Except if Bruce allows himself to think that—to feel the place where Clark is in his mind and believe, even for a moment, that he will never have to give this up—

(It wouldn't matter, then. It wouldn't matter if his lapses only multiplied from here, if he gave up every effort to hold himself back. Even if Clark knew everything, even if he understood that to touch the black roiling interior of Bruce like this was to tarnish himself irrevocably, even if he hated Bruce—

He wouldn't leave.

It would be wrong, it would be vile; he wouldn't be able to leave, he would hate it, it would be unconscionable to let it happen. Bruce would walk into the bay in a three-piece suit with lead-soled shoes before he'd sit back and let Clark stay chained to him forever against Clark's will.

But—

But he wouldn't walk into the bay alone. Clark would be with him, even then. And in a terrible twisted way, Bruce can't help but find that thought almost appealing. Clark would be there; Clark would grasp his willingness to implement the only remaining solution, would perceive the true measure of all his many shades and flavors of guilt and regret. And it wouldn't be his fault. He wouldn't have had to say a word, wouldn't have had to choose to make Clark aware of those feelings—would not, in doing so, have implied that Clark ought to care about him or his actions or his state of mind.

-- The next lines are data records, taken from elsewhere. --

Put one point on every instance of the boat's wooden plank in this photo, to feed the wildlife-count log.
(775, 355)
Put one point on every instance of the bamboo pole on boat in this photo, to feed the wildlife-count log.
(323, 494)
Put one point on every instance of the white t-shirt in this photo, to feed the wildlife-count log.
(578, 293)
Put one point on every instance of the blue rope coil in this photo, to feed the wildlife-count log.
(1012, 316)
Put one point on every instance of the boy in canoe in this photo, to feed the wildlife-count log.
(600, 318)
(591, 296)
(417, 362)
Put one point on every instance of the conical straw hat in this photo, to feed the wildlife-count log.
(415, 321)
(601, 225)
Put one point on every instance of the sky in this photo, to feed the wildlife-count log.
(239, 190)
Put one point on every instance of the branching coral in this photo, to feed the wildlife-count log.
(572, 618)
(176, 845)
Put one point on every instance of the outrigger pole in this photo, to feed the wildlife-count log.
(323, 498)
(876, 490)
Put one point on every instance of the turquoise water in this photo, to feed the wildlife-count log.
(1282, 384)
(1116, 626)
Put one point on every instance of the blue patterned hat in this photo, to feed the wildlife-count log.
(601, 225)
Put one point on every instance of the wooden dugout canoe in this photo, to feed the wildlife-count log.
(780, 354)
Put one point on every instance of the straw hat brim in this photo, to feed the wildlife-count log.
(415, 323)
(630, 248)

He wouldn't have to do anything except make the right choice, except walk into the water. And Clark would be there, and Clark would know everything, and Bruce wouldn't be able to prevent either—would, for once, in this single respect, be absolved of all responsibility.

Appealing. That is, undeniably, the right word. Helplessly, profoundly appealing.

Which neatly illustrates the precise degree to which the inside of his head is a tripwired, landmined hellscape that should never have had another person in it in the first place.)

—he won't be able to bear it. It can't be permitted to happen that way. He can't allow himself to permit it to happen that way.

He trusts Clark with his mind. Restraint, goodwill, a bluntly intuitive sense of ethics. But

(selfish, greedy—hypocrite)

he doesn't trust himself with Clark's. He can't. They don't know enough about how the mother boxes work, about what Steppenwolf might have had in mind or what the long-term consequences might be, for Bruce to let down his guard.

Bruce already killed Clark once. Clark, in his head, is a light—a light that Bruce has managed to thoroughly extinguish before. And he's not going to let himself do it again.